Ich weiß ja nicht erst seit gestern, dass Zucker nicht mein Freund ist. Oder besser gesagt, Zucker ist ein falscher Freund. Wie ich in meinem Buch „100 Tage zuckerfrei“ geschrieben habe geht es mir am besten, wenn ich zugesetzten Zucker aus meiner Ernährung weitgehend weglasse und mir nur ab und zu ein paar Leckereien erlaube. Mal ein Stück selbstgebackenen Kuchen oder eine Rippe dunkle Schokolade. Doch besser ist es, Süßigkeiten gleich ablehnen als „nur zu kosten“, denn das Aufhören fällt mir dann oft schwer.
Normalerweise kriege ich das auch ganz gut hin. Ich habe außer dunkler Schokolade keine Süßigkeiten im Haus und schreite beim Einkaufen zielstrebig an den Regalen mit dem Zuckerzeug vorbei. Zu viel Zucker – verführerisch und unschuldig verpackt in Milchschokolade, Eiscreme, Marzipanpralinen oder gefüllten Keksen – ist nicht gut für mich.
Und dann kommen Tage wie Ostern. Trotz bester Absichten habe ich es auch heuer wieder nicht hingekriegt, „abstinent“ zu bleiben. Nachdem ich am Karsamstag Muffins zum Verschenken für meine Familie gebacken habe ohne Teig zu schlecken und ohne das ofenwarme Gebäck zu kosten, war ich schon einmal ziemlich stolz auf mich. Doch dann brachte mir meine Mitbewohnerin ein kleines Osterei. Es sah so verführerisch aus, war in buntes Papier gewickelt, aus Milchschokolade und mit einer Nougatcreme gefüllt. „Das kleine Osterei kann nicht schaden“, dachte ich mir (und wusste aber gleichzeitig, dass es das würde).
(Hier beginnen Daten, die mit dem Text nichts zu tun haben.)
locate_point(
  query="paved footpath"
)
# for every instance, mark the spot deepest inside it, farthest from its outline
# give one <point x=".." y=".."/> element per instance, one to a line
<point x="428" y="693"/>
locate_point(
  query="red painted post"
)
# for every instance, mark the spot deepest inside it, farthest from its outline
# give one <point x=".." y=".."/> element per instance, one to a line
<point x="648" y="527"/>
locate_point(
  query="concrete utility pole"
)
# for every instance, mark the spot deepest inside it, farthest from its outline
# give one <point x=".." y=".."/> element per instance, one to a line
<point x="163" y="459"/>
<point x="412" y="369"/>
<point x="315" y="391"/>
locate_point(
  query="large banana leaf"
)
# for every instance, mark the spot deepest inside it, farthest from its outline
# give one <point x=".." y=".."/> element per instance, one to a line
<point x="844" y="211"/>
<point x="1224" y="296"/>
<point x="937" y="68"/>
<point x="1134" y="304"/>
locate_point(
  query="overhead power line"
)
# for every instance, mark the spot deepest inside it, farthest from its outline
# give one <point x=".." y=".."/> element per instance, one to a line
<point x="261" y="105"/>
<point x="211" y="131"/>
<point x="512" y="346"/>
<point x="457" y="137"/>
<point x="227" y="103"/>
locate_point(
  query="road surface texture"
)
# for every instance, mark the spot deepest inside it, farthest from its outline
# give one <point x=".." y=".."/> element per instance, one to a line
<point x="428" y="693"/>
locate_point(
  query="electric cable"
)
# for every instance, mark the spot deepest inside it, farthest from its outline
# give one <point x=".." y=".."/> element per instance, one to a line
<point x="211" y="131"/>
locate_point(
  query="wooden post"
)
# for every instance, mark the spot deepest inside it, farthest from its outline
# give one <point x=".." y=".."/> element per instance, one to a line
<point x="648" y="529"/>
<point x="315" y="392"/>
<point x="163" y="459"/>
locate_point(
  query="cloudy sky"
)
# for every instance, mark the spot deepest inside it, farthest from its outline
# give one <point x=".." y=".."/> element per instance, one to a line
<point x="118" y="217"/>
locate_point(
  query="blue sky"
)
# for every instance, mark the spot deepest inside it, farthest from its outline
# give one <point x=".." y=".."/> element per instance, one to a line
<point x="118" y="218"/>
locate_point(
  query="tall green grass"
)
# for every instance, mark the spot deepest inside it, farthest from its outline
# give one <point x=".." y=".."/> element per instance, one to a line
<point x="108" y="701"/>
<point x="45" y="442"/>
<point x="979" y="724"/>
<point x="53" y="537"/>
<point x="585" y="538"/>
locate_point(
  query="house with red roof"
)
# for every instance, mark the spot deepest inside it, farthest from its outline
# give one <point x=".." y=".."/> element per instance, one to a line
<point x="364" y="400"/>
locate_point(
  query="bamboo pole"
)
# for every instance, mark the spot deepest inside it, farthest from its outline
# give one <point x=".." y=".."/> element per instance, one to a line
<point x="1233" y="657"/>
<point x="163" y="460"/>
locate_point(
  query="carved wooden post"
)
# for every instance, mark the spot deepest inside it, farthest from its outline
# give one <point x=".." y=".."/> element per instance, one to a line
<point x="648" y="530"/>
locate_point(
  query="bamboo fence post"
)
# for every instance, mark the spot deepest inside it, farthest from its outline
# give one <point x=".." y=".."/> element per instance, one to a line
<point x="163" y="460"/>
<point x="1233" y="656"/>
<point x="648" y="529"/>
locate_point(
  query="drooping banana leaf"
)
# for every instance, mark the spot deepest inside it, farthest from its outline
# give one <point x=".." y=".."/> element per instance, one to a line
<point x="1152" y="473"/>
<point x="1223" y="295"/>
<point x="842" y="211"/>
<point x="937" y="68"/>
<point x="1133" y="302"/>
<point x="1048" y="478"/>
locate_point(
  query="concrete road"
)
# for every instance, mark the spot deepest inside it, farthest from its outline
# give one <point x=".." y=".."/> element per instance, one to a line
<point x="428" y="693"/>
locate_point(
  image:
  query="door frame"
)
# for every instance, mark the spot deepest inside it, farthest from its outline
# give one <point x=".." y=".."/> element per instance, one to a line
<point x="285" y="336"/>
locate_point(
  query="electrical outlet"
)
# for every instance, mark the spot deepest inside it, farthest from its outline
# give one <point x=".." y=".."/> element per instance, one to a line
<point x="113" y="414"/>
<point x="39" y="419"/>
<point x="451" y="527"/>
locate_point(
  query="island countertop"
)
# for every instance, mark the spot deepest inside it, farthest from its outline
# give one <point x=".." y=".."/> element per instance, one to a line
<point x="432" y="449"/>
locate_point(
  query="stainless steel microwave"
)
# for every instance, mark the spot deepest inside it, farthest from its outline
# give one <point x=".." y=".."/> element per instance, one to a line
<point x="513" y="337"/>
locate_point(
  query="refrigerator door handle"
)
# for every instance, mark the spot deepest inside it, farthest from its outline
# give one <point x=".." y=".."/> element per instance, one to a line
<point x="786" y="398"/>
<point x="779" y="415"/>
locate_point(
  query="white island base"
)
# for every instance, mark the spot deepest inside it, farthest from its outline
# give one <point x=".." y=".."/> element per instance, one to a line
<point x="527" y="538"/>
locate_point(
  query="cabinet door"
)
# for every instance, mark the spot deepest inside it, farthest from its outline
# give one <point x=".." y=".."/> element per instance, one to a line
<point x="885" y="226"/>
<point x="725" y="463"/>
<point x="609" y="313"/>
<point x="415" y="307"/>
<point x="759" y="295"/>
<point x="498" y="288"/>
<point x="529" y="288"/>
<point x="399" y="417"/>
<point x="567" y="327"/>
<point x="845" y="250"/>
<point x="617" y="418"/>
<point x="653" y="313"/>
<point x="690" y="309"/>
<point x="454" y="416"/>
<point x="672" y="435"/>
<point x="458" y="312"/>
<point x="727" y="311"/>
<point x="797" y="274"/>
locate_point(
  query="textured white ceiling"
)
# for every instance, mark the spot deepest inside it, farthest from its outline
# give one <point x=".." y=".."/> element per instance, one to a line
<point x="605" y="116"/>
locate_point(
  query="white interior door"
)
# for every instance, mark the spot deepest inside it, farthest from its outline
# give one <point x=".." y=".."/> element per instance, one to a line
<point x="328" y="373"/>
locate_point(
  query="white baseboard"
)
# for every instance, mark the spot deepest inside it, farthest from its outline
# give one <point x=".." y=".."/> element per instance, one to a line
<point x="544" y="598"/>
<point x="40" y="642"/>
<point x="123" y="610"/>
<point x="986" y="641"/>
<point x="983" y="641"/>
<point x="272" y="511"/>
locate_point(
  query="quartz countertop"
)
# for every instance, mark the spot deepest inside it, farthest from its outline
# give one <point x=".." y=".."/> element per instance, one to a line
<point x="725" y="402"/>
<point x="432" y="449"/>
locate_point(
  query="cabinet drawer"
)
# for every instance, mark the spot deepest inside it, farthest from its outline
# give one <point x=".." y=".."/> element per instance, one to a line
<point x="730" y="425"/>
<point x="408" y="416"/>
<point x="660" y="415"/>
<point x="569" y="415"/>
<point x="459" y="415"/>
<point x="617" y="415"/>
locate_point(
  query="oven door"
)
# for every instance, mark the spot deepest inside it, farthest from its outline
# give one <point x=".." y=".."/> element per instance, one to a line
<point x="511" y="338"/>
Doch in meinem Gehirn leuchtete schon das Belohnungszentrum auf, Dopamin wurde in Vorfreude auf den kommenden Zuckerschuss ausgeschüttet. Ich war verloren. Ich aß das Osterei (das eigentlich viel zu süß schmeckte) und dann noch 2 von den frisch gebackenen Muffins. Auch an den folgenden Osterfeiertagen griff ich zu Kuchen und Schokolade. Zum Schluss verputzte ich noch einen ganzen Osterhasen aus Schokolade, den ich von meiner Schwester geschenkt bekam. Am nächsten Tag war ich müde und schlecht gelaunt. Jetzt ist Zucker wieder gestrichen.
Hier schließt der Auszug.